One happy-hour participant explained that Buford and Jerry kept to their rule pretty well. He found that cocktails didn’t happen around five—they happened at exactly five—within minutes. They didn’t have a “couple of drinks”; they had exactly two—no more, and, to quote Jerry, “for damned sure no less.”

In Puerto La Cruz, like everywhere she went, Beachouse was the center of the social scene for cruisers. Because of its size and large amount of deck space, parties were common on board. “Let’s have a party!” was Jerry’s mantra. If a party was anywhere in sight and she wasn’t invited, someone needed to explain why. When she attended or gave parties, she was the best guest or hostess imaginable.

Here is an account of a fellow cruiser’s first invitation to happy hour on Beachouse:

We first met Buford and Jerry in Venezuela, probably in 1987 or 1988. We were in the Cumana Marina, and Jerry stopped by our boat to issue an invitation for cocktails and hors d’oeuvres on Beachouse. We were surprised at the invitation because we’d never even met them before. Imagine, we thought, they picked us out of all those other boats in the marina. Not until we arrived at Beachouse at the designated time did we realize that Jerry had invited the entire marina to their boat that evening. What a blast! They even had ice for our drinks. Now, that was a treat all by itself!


The Writing of the Book

From 1985 to 1997, my parents, Buford and Jerry Beach, traveled the world on their yacht, Beachouse. There was no Internet, and satellite trans-ocean communication was expensive; cellular phones were nonexistent. VHF radio or written letters were yachts’ only methods of communication.

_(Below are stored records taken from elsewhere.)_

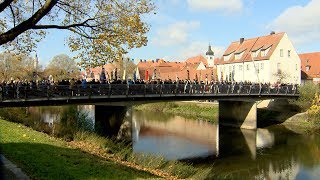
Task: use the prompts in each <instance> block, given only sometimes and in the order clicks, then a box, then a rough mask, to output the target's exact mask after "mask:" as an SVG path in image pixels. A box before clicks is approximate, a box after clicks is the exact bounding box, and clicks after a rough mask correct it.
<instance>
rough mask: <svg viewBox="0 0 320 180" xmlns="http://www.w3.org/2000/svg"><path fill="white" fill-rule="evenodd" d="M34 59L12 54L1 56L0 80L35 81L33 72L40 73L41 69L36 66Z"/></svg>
mask: <svg viewBox="0 0 320 180" xmlns="http://www.w3.org/2000/svg"><path fill="white" fill-rule="evenodd" d="M34 60H35V59H33V58H31V57H29V56H26V55H15V54H12V53H8V52H5V53H2V54H0V79H1V80H5V81H9V80H10V79H11V78H13V79H15V80H16V79H20V80H25V79H27V80H31V79H33V72H39V71H40V67H35V66H34Z"/></svg>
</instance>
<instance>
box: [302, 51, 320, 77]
mask: <svg viewBox="0 0 320 180" xmlns="http://www.w3.org/2000/svg"><path fill="white" fill-rule="evenodd" d="M299 57H300V60H301V71H302V73H305V74H306V75H307V77H305V78H307V79H312V78H315V77H320V52H313V53H304V54H299ZM307 66H310V69H309V71H306V67H307Z"/></svg>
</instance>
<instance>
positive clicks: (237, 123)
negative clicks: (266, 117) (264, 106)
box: [219, 101, 257, 129]
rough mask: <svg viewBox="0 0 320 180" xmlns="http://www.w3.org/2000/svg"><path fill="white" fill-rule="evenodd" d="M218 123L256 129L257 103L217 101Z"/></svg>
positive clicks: (256, 116) (237, 101)
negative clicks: (218, 118) (218, 101)
mask: <svg viewBox="0 0 320 180" xmlns="http://www.w3.org/2000/svg"><path fill="white" fill-rule="evenodd" d="M219 124H220V125H223V126H233V127H240V128H244V129H257V103H256V102H245V101H219Z"/></svg>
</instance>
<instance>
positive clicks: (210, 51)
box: [136, 45, 217, 82]
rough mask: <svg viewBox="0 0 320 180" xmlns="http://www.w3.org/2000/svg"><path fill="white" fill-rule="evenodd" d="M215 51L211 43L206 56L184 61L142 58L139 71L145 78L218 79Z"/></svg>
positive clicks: (137, 69) (190, 58)
mask: <svg viewBox="0 0 320 180" xmlns="http://www.w3.org/2000/svg"><path fill="white" fill-rule="evenodd" d="M214 62H215V58H214V52H213V51H212V49H211V46H210V45H209V47H208V51H207V52H206V57H204V56H203V55H198V56H195V57H191V58H188V59H186V60H185V61H182V62H168V61H165V60H163V59H157V60H140V62H139V63H138V64H137V70H136V71H137V73H136V74H139V77H140V79H143V80H158V79H161V80H163V81H165V80H172V81H176V80H191V81H193V80H196V81H198V82H199V81H202V82H209V81H211V80H216V79H217V75H216V66H215V64H214Z"/></svg>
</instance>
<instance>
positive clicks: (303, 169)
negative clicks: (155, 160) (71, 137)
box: [28, 106, 320, 179]
mask: <svg viewBox="0 0 320 180" xmlns="http://www.w3.org/2000/svg"><path fill="white" fill-rule="evenodd" d="M57 109H59V108H52V107H46V108H43V107H41V108H30V109H29V110H28V111H29V113H31V114H32V116H34V117H36V118H34V119H35V122H33V123H32V124H35V125H37V129H38V130H39V129H41V130H42V131H46V132H48V133H51V134H55V135H56V134H59V133H60V134H61V133H62V132H59V131H63V133H68V132H69V131H70V130H66V128H65V126H68V125H69V127H71V128H72V126H73V125H72V123H71V124H70V123H65V122H64V123H62V120H61V119H63V118H61V117H63V115H61V111H60V110H57ZM76 110H77V111H81V112H84V114H85V115H86V118H85V119H86V121H89V123H85V124H86V128H87V129H94V127H95V126H94V124H95V121H94V118H95V114H94V106H81V107H80V106H79V107H77V108H76ZM126 121H130V124H131V127H132V128H131V129H129V131H131V132H130V134H131V139H132V142H133V143H132V144H133V151H134V152H142V153H148V154H153V155H162V156H163V157H165V158H166V159H168V160H180V161H185V162H188V163H192V164H194V166H197V167H200V168H201V169H202V170H203V172H201V174H202V176H203V177H204V178H206V179H217V178H224V179H229V178H230V179H233V178H236V179H320V135H319V134H312V135H299V134H297V133H295V132H293V131H291V130H290V129H288V128H286V127H284V126H281V125H277V126H273V127H269V128H259V129H257V130H244V129H236V128H225V127H221V126H219V124H214V123H211V122H208V121H203V120H191V119H186V118H183V117H180V116H175V115H168V114H163V113H159V112H157V113H154V112H142V111H135V110H131V109H130V110H129V111H128V112H127V115H126Z"/></svg>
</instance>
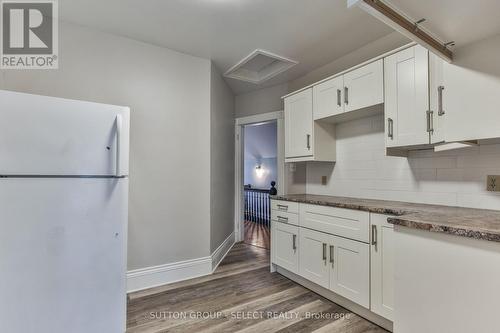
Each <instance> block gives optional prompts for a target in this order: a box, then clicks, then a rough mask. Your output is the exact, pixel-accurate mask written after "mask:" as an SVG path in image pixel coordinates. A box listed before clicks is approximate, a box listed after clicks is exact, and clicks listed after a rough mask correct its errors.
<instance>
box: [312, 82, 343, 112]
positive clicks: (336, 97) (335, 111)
mask: <svg viewBox="0 0 500 333" xmlns="http://www.w3.org/2000/svg"><path fill="white" fill-rule="evenodd" d="M343 90H344V78H343V76H339V77H336V78H333V79H331V80H328V81H326V82H323V83H320V84H318V85H317V86H314V87H313V101H314V103H313V116H314V120H316V119H322V118H326V117H330V116H334V115H336V114H340V113H343V112H344V101H343V99H342V97H343Z"/></svg>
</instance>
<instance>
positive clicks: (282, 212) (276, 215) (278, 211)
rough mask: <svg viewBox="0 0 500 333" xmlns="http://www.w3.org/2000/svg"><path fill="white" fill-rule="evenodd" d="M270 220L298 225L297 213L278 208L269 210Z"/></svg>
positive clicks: (298, 218)
mask: <svg viewBox="0 0 500 333" xmlns="http://www.w3.org/2000/svg"><path fill="white" fill-rule="evenodd" d="M271 220H273V221H276V222H281V223H287V224H292V225H297V226H298V225H299V215H297V214H294V213H288V212H283V211H279V210H272V211H271Z"/></svg>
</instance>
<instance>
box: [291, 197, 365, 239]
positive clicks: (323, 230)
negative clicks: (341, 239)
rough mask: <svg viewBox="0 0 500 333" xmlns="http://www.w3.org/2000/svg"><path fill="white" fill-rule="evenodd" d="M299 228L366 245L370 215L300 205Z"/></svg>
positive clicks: (344, 209) (347, 209)
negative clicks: (352, 240) (299, 226)
mask: <svg viewBox="0 0 500 333" xmlns="http://www.w3.org/2000/svg"><path fill="white" fill-rule="evenodd" d="M299 226H301V227H306V228H310V229H314V230H318V231H322V232H327V233H330V234H333V235H337V236H341V237H346V238H350V239H354V240H358V241H361V242H365V243H368V242H369V240H370V232H369V231H370V214H369V213H368V212H362V211H357V210H351V209H343V208H335V207H325V206H317V205H300V214H299Z"/></svg>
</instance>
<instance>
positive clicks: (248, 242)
mask: <svg viewBox="0 0 500 333" xmlns="http://www.w3.org/2000/svg"><path fill="white" fill-rule="evenodd" d="M244 226H245V243H246V244H248V245H253V246H258V247H262V248H264V249H268V250H269V249H270V248H271V231H270V230H269V227H268V226H266V225H263V224H259V223H256V222H251V221H245V222H244Z"/></svg>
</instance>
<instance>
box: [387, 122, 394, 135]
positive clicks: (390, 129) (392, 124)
mask: <svg viewBox="0 0 500 333" xmlns="http://www.w3.org/2000/svg"><path fill="white" fill-rule="evenodd" d="M387 136H388V137H389V139H391V140H394V121H393V120H392V118H387Z"/></svg>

So, Mom wrote letters to her family and friends during Beachouse’s twelve-year circumnavigation. Each time a letter was distributed, soon came a call for more. The letters were so entertaining, clever, and amusing that the recipients couldn’t wait to get the next one. They were shared with more friends and more friends…and so on.

Everyone prodded Mom to put their experiences into a book. However, she had no confidence in her writing or the desire to dedicate the time. Therefore, the task fell to me. I knew that I needed to document their amazing story for my children and their children. If I didn’t, it would be lost forever. I thought it would be a great project. Little did I know the amount of time required.

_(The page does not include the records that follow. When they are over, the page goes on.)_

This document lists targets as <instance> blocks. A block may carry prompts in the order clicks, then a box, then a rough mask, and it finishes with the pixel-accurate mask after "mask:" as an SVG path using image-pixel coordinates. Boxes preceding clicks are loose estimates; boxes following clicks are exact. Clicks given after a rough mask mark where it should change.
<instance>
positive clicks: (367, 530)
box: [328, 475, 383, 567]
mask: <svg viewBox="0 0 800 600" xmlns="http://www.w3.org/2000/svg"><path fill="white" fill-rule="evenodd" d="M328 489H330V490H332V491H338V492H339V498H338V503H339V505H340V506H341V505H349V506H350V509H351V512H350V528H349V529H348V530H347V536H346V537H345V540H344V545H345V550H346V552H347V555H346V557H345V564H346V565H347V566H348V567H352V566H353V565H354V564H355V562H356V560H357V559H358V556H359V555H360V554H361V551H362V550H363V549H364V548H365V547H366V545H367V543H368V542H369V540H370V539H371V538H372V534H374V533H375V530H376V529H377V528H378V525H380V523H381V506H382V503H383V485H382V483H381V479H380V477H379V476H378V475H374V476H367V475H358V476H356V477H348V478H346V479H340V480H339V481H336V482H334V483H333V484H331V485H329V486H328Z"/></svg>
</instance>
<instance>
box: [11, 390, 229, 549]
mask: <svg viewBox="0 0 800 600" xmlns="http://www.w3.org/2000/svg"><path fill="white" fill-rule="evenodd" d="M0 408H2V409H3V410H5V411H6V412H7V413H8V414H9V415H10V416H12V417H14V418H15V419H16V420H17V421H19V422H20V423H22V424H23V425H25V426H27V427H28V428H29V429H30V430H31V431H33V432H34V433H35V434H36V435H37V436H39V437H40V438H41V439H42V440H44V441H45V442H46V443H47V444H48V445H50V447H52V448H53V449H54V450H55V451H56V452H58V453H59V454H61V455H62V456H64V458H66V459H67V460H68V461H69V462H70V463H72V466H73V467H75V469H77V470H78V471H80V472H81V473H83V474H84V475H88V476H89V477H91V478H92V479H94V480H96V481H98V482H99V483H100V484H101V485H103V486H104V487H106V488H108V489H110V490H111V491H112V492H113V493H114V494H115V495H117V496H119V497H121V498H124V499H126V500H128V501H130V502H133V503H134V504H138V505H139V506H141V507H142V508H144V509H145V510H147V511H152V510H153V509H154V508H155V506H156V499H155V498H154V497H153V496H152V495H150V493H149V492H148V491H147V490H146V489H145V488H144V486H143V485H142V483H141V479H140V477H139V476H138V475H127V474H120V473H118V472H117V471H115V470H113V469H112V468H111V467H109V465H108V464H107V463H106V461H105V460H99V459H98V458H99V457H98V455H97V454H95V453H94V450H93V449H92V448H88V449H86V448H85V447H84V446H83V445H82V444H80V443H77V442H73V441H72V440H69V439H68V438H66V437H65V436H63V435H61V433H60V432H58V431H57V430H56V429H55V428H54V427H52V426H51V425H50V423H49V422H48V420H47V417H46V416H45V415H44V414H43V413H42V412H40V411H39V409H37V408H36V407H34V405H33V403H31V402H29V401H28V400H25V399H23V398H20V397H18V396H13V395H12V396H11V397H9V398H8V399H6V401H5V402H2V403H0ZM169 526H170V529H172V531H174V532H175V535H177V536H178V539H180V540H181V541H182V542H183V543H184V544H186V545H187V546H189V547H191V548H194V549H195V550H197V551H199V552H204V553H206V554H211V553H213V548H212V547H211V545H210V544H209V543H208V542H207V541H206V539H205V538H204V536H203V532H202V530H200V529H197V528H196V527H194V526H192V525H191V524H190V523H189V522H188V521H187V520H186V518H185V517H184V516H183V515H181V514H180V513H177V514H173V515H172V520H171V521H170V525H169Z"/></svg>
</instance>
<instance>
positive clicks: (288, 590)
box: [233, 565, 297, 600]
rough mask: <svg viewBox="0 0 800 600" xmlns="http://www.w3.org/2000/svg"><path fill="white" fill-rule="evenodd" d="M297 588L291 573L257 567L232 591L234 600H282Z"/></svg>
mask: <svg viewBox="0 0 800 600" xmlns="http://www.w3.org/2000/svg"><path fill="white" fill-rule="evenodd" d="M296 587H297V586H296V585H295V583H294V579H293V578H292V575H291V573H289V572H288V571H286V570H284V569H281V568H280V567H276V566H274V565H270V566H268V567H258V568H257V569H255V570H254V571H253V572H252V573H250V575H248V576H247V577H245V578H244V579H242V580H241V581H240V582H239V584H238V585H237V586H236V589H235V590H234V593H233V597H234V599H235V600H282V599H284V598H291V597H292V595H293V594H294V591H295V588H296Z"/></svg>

I began by contacting recipients of Mom’s letters, asking them to share with me any I was missing. To my surprise, most of them still had their copies! The result was a collection of thirty-six letters. All the letters are in the book printed as written. Only minor grammatical errors and misspellings have been changed.

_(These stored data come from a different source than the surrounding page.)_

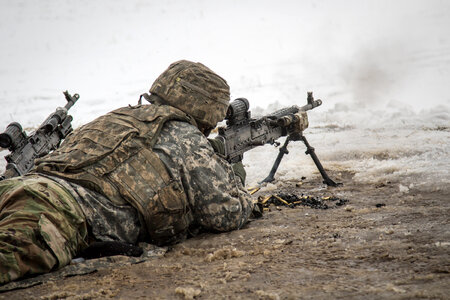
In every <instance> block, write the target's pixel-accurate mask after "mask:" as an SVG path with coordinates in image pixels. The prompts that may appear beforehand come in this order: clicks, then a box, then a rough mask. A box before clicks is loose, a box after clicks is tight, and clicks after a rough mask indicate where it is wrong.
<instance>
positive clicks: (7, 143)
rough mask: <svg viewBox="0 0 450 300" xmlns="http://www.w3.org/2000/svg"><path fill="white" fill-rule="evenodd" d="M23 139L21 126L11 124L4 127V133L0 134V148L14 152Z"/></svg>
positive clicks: (15, 123)
mask: <svg viewBox="0 0 450 300" xmlns="http://www.w3.org/2000/svg"><path fill="white" fill-rule="evenodd" d="M25 138H26V136H25V134H24V133H23V131H22V126H21V125H20V124H19V123H17V122H12V123H10V124H9V125H8V127H6V130H5V132H3V133H2V134H0V147H2V148H9V149H10V150H14V149H16V148H17V147H18V146H19V145H20V144H21V143H22V141H23V139H25Z"/></svg>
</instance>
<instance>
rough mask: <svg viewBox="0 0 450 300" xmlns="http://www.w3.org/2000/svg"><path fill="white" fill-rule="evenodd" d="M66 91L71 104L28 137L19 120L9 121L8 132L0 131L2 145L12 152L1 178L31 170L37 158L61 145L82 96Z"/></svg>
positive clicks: (1, 176) (33, 132) (68, 130)
mask: <svg viewBox="0 0 450 300" xmlns="http://www.w3.org/2000/svg"><path fill="white" fill-rule="evenodd" d="M63 93H64V96H65V97H66V100H67V104H66V105H65V106H64V107H58V108H57V109H56V110H55V111H54V112H53V113H51V114H50V115H49V116H48V117H47V119H45V121H44V122H43V123H42V124H41V125H40V126H39V128H38V129H37V130H36V131H35V132H33V133H32V134H31V135H30V136H27V134H26V133H25V131H23V129H22V126H21V125H20V124H19V123H17V122H12V123H11V124H9V125H8V126H7V128H6V130H5V132H3V133H2V134H0V147H2V148H7V149H8V150H9V151H10V152H11V153H10V154H8V155H6V156H5V159H6V161H7V165H6V171H5V173H4V174H3V175H2V176H0V180H3V179H7V178H11V177H16V176H21V175H25V174H26V173H28V172H29V171H30V170H31V168H32V167H33V166H34V160H35V159H36V158H38V157H42V156H44V155H46V154H48V153H50V152H51V151H53V150H55V149H56V148H58V146H59V144H60V143H61V141H62V140H63V139H64V138H65V137H66V136H67V135H68V134H69V133H70V132H71V131H72V116H70V115H68V114H67V113H68V110H69V109H70V108H71V107H72V106H73V105H74V104H75V102H76V101H77V100H78V99H79V97H80V96H79V95H78V94H74V95H73V96H71V95H70V94H69V93H68V92H67V91H65V92H63Z"/></svg>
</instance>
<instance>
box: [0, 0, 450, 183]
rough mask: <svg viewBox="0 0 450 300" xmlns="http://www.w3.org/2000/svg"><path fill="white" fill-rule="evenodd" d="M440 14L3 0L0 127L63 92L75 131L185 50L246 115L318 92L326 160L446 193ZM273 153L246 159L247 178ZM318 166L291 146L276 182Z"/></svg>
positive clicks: (430, 8)
mask: <svg viewBox="0 0 450 300" xmlns="http://www.w3.org/2000/svg"><path fill="white" fill-rule="evenodd" d="M449 16H450V2H448V1H437V0H435V1H431V0H428V1H425V0H423V1H404V0H398V1H388V0H373V1H350V0H343V1H332V0H324V1H286V0H282V1H276V2H275V1H263V0H255V1H249V0H228V1H225V0H223V1H217V0H211V1H201V0H190V1H181V0H172V1H144V0H127V1H107V0H97V1H92V0H91V1H88V0H77V1H75V0H74V1H70V0H66V1H56V0H54V1H53V0H40V1H18V0H0V40H1V46H0V111H1V113H0V131H2V130H4V128H6V126H7V124H8V123H10V122H12V121H19V122H20V123H21V124H22V125H23V126H24V127H25V128H36V127H37V126H38V125H39V124H40V122H42V121H43V120H44V119H45V117H46V116H47V115H48V114H49V113H51V112H52V111H53V110H54V109H55V108H56V107H57V106H62V105H64V102H65V101H64V98H63V95H62V91H63V90H66V89H67V90H69V92H71V93H75V92H76V93H79V94H80V96H81V98H80V100H79V102H78V103H77V104H76V105H75V106H74V107H73V108H72V109H71V114H72V115H73V117H74V121H73V124H74V126H75V127H77V126H79V125H81V124H84V123H86V122H88V121H90V120H92V119H94V118H95V117H97V116H99V115H101V114H103V113H106V112H108V111H110V110H112V109H114V108H117V107H120V106H124V105H127V104H134V103H136V102H137V99H138V96H139V95H140V94H141V93H143V92H146V91H147V90H148V88H149V87H150V84H151V83H152V82H153V80H154V79H155V78H156V77H157V76H158V75H159V74H160V73H161V72H162V71H163V70H164V69H165V68H166V67H167V66H168V65H169V64H170V63H171V62H173V61H176V60H178V59H189V60H194V61H200V62H203V63H204V64H206V65H207V66H209V67H210V68H212V69H213V70H215V71H216V72H217V73H219V74H220V75H222V76H223V77H224V78H226V79H227V80H228V82H229V84H230V86H231V89H232V97H233V98H237V97H246V98H248V99H249V100H250V103H251V109H252V111H253V115H262V114H264V113H266V112H269V111H271V110H273V109H276V108H281V107H283V106H288V105H292V104H298V105H303V104H304V103H305V101H306V92H307V91H310V90H312V91H314V94H315V96H316V98H321V99H322V100H323V102H324V103H323V105H322V106H321V107H319V108H317V109H315V110H313V111H311V112H310V113H309V119H310V128H309V129H308V130H307V131H306V132H305V135H306V136H307V137H308V138H309V141H310V143H311V144H312V145H313V146H314V147H315V148H316V153H317V154H318V156H319V158H320V159H321V160H322V163H323V164H324V165H325V167H328V168H330V169H332V170H349V171H352V172H355V180H359V181H363V182H366V181H368V182H385V181H391V180H393V181H396V182H397V181H399V182H401V183H400V184H399V189H400V190H403V191H406V190H407V189H408V188H409V187H411V186H422V187H423V188H431V189H435V188H445V189H448V185H449V184H450V175H449V170H450V155H449V154H450V87H449V83H450V35H449V33H450V30H449V28H450V17H449ZM277 152H278V151H277V150H276V149H274V148H273V147H272V146H264V147H260V148H259V149H255V150H253V151H251V152H249V153H247V154H246V157H245V160H244V163H245V165H246V166H247V169H248V179H249V184H250V185H252V184H255V183H256V182H257V181H258V180H260V179H262V178H264V177H265V176H266V174H267V173H268V171H269V170H270V168H271V164H272V162H273V160H274V159H275V156H276V155H277ZM5 154H7V152H6V151H3V152H0V155H2V156H3V155H5ZM4 166H5V162H4V161H3V160H2V161H1V162H0V170H3V169H4ZM315 174H316V169H315V166H314V165H313V163H312V161H311V159H310V158H309V157H307V156H305V155H304V146H303V145H302V144H300V143H299V142H296V143H292V144H291V145H290V154H289V155H288V156H286V157H285V159H284V160H283V162H282V164H281V166H280V169H279V172H278V174H277V178H279V179H292V180H294V179H299V178H301V177H302V176H306V177H308V176H312V175H315Z"/></svg>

My research consisted of reading daily diaries Mom kept beginning in 1981 and ending three days before her death in 2003. I made notes of interesting activities not included in her letters. This formed the basis of my narrative, including quotes from the diaries.

Another source of material is my Dad’s Navigator’s Log Book, the captain’s daily account of Beachouse’s location and movement. Also, I conducted interviews with visitors to Beachouse, gathered newspaper articles from around the world, and sorted through hundreds of photographs. All of the pictures in the book were taken by my parents or their visitors (including me).

I decided to write the book as if my children, or any reader, knew nothing about sailing and the hundreds of locales Beachouse visited.  With almost one hundred maps and pictures, it would be part travelogue and part description of everyday life on the sailboat.

In addition, my children would understand commitment, dedication, planning, setting goals, perseverance, working through problems, and especially, how to live life fully. Lastly, they would learn about their grandparents—two people who loved each other deeply and were completely devoted to each other.

What began as a small project took six years and resulted in Happy Hour in Paradise: Twelve Years on Beachouse.